Der Sonderforschungsbereich „Metaflammation“ vereint die Expertise von Wissenschaftlerinnen und Wissenschaftlern aus verschiedenen Institutionen, darunter die Universität Bonn, die TU Braunschweig, das Max-Planck-Institut für Stoffwechselforschung in Köln, das Deutsche Zentrum für Neurodegenerative Erkrankungen in Bonn und das Deutsche Rheumaforschungszentrum in Berlin. Gemeinsam verfolgen die Forschenden das Ziel, innovative Strategien zur Prävention und Therapie von Metaflammation-assoziierten Erkrankungen zu entwickeln.

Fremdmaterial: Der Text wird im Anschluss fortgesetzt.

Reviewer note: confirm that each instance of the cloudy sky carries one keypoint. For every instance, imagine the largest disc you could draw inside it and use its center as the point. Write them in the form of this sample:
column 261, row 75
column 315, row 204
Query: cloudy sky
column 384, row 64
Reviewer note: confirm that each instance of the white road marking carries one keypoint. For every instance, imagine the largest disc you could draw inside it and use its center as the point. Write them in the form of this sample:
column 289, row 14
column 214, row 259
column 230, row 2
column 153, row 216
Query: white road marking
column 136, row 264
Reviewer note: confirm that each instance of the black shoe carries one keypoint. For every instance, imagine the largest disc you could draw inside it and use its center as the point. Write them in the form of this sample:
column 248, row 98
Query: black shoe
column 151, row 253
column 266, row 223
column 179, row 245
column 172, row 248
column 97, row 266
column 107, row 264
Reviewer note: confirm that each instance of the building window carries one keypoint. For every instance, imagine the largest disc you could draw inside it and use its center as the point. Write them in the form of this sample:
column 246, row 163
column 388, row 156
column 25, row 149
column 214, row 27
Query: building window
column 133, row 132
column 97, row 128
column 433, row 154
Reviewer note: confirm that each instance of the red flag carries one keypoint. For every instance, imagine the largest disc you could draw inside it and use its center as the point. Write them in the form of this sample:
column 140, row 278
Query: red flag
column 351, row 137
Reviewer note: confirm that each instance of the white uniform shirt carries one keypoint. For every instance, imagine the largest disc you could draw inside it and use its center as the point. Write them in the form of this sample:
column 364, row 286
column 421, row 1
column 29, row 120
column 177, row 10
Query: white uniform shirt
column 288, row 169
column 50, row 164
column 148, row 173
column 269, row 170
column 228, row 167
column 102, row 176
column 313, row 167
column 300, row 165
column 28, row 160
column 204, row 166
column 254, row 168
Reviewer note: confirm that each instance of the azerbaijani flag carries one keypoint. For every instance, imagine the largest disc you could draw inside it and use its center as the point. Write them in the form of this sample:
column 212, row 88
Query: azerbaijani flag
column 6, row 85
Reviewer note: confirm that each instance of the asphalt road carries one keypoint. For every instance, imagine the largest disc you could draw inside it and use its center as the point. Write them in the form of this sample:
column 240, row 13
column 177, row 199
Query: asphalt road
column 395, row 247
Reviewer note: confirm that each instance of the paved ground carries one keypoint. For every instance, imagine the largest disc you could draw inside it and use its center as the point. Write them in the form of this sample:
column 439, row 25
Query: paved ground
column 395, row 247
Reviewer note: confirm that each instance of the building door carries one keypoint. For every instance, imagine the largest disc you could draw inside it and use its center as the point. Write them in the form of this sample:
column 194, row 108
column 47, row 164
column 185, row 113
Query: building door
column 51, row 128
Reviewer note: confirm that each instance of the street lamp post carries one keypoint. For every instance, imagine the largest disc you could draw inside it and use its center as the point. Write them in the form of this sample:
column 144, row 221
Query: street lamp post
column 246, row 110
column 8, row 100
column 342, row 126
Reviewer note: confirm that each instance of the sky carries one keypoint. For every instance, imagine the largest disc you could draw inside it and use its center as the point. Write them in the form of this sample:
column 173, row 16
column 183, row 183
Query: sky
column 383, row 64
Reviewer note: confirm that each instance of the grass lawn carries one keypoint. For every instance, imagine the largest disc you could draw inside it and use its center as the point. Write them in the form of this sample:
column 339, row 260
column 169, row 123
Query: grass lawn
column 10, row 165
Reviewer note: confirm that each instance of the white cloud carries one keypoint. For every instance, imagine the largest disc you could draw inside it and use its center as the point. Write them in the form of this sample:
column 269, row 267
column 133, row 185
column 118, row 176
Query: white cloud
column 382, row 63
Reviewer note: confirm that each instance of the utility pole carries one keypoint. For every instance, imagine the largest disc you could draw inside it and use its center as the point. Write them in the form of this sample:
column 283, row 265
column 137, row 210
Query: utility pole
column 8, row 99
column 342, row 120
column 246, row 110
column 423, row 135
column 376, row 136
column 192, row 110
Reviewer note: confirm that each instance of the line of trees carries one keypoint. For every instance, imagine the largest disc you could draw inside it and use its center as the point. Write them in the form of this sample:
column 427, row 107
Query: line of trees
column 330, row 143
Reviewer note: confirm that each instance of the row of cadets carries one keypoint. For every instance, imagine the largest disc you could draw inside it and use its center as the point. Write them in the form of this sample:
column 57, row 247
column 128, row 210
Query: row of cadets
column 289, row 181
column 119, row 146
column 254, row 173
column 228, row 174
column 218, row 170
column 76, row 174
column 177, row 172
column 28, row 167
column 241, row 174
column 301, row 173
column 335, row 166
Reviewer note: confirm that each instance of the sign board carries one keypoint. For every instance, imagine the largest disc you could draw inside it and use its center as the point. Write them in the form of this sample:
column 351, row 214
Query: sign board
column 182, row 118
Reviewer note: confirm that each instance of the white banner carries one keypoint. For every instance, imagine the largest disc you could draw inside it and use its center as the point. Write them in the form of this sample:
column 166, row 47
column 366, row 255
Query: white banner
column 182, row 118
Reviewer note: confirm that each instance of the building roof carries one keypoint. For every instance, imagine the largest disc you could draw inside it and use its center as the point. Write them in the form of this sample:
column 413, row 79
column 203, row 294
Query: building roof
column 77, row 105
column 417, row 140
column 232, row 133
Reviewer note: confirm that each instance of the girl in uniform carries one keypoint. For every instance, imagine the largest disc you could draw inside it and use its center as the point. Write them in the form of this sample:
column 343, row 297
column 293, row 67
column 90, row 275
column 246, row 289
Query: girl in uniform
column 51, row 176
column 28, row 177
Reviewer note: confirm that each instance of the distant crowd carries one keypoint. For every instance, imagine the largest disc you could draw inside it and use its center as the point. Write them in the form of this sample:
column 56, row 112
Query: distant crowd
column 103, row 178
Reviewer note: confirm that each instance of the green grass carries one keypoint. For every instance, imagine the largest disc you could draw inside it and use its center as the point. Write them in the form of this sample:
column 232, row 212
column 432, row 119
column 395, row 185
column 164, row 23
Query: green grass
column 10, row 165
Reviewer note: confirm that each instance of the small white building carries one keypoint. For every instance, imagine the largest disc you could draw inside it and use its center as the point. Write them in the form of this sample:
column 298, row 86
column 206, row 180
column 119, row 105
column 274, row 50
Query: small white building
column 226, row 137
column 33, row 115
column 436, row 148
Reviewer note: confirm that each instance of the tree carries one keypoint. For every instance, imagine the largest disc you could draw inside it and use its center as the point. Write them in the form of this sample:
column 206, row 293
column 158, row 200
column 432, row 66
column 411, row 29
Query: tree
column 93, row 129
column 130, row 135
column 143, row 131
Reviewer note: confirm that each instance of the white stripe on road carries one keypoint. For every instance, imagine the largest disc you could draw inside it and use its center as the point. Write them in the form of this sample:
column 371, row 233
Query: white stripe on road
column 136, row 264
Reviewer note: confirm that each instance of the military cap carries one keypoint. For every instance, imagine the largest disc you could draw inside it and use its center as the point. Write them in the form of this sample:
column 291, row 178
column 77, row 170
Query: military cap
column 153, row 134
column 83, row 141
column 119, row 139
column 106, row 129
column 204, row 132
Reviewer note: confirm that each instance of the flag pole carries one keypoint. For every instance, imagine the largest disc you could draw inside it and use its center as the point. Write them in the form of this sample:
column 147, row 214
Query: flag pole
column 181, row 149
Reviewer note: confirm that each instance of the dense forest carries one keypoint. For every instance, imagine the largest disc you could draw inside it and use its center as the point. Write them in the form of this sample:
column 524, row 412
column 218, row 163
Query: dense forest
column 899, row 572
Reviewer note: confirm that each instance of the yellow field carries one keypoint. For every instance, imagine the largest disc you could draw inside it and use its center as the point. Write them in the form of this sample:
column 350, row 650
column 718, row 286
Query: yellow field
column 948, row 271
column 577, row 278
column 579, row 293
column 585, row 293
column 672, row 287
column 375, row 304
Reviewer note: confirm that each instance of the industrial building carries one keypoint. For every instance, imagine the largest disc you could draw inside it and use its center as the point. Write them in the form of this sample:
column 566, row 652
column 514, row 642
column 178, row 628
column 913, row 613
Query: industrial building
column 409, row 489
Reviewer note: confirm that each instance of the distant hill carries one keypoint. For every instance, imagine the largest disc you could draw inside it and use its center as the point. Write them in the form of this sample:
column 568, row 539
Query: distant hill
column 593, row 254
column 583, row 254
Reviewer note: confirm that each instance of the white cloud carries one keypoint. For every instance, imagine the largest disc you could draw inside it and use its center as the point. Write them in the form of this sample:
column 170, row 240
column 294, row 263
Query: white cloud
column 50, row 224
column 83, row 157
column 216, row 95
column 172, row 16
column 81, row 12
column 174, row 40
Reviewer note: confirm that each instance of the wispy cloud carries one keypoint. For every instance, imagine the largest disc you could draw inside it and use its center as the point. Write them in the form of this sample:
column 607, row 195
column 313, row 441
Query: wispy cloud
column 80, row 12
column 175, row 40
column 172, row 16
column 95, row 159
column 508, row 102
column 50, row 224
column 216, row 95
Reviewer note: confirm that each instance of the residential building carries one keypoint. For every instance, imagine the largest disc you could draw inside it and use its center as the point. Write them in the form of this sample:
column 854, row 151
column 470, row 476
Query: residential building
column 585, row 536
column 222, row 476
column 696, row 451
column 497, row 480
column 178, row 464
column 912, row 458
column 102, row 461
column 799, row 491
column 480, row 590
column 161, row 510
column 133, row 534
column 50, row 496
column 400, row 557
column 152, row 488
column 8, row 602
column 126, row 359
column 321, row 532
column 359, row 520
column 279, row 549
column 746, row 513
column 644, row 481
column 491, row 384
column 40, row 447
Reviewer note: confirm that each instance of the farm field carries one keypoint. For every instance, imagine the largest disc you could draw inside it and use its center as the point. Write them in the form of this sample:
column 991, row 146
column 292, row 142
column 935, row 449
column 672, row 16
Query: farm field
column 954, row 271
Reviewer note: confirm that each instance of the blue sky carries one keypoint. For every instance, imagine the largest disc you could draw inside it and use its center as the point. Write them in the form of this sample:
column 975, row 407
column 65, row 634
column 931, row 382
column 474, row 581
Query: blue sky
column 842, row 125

Gesellschaftliche Bedeutung betonen


Mit der zweiten Förderphase (Januar 2025 bis Dezember 2028) wird der SFB nicht nur neue wissenschaftliche Erkenntnisse gewinnen, sondern auch deren gesellschaftliche Bedeutung betonen. Öffentlichkeitsarbeit und Aufklärungskampagnen wie etwa eine Museumsausstellung und der Dialog mit politischen Entscheidungsträgern tragen dazu bei, die Relevanz eines gesunden Lebensstils für die öffentliche Gesundheit zu verdeutlichen.